In 1987, Henry Massalin invented the “superoptimizer,” a program that finds the shortest possible instruction sequence for a given function. The superoptimizer works by sheer dumb luck: it checks whether every possible instruction sequence up to a given length produces the desired answer. The sequences that pass this test are not guaranteed to be an exact match for the function, but they usually are and can be checked analytically by a human.

As an example of what a superoptimizer can find, here is an Intel x86 instruction sequence that starts with a signed 16-bit number in ax and ends with the sign of that number (-1, 0, or 1) in dx.

cwd
neg ax
adc dx, dx

Massalin gives this example in his 1987 paper, “Superoptimizer: a look at the smallest program” (subscription required, sadly).

Superoptimizers are useful for compiler writers, but perhaps more as a source of amusement than as a time-saving device. One important way that they can be useful is to find sequences that avoid conditional branches, which get more and more expensive as processor pipelines deepen. Torbjörn Granlund and Richard Kenner used a superoptimizer to eliminate branches in gcc's output; see their paper “Eliminating Branches using a Superoptimizer and the GNU C Compiler.”

The Wikipedia entry for Superoptimization gives links to implementations.

Division via Multiplication

Division is the most expensive integer operation you can ask of your CPU. A well-known optimization rewrites division by constant powers of two as bit shifts: if x is an unsigned integer, then x>>8 is a fast way to compute x/256.

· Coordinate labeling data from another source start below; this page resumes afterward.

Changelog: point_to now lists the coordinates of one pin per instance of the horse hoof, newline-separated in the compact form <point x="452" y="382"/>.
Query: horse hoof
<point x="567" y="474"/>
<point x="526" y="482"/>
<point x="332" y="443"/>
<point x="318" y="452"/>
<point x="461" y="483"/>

Division by constants that aren't powers of two are a little harder. Jim Blinn dedicated his November 1995 column (“Three Wrongs Make a Right”; subscription required) in IEEE Computer Graphics and Applications to tricks for computing x/255 for 16-bit x (a common computation during alpha compositing). Since 1/255 is approximately the same as 257/65536, you can get pretty close to x/255 by computing x*257/65536 (aka (x*257)>>16)). 257/65536 is a tiny bit bigger smaller than 1/255, so the approximation is sometimes too small by 1. Adding 257/65536 to nudge the values slightly upward results in a perfect approximation: for unsigned 16-bit x, x/255 = (x*257+257)>>16. No division!

In 1991, Robert Alverson described how to determine these approximations for the general case of arbitrary integer constants (“Integer Division Using Reciprocals”). Alverson was on the team building the 64-bit Tera Computer; they used the technique as the hardware implementation of integer division.

The Tera Computer didn't exactly catch on, but a few years later, Torbjörn Granlund and Peter Montgomery, inspired by Alverson's paper, implemented the technique in the GNU C compiler (gcc) for division by integer constants (“Division by Invariant Integers Using Multiplication”). Gcc still uses this technique, as do other compilers. Gcc rewrites a 32-bit unsigned x/255 into (x*0x80808081)>>39 (the intermediate values are 64-bit integers).

Henry S. Warren's delightfully bit-twiddly book Hacker's Delight devotes 46 pages to this topic. His web site includes a magic number computer.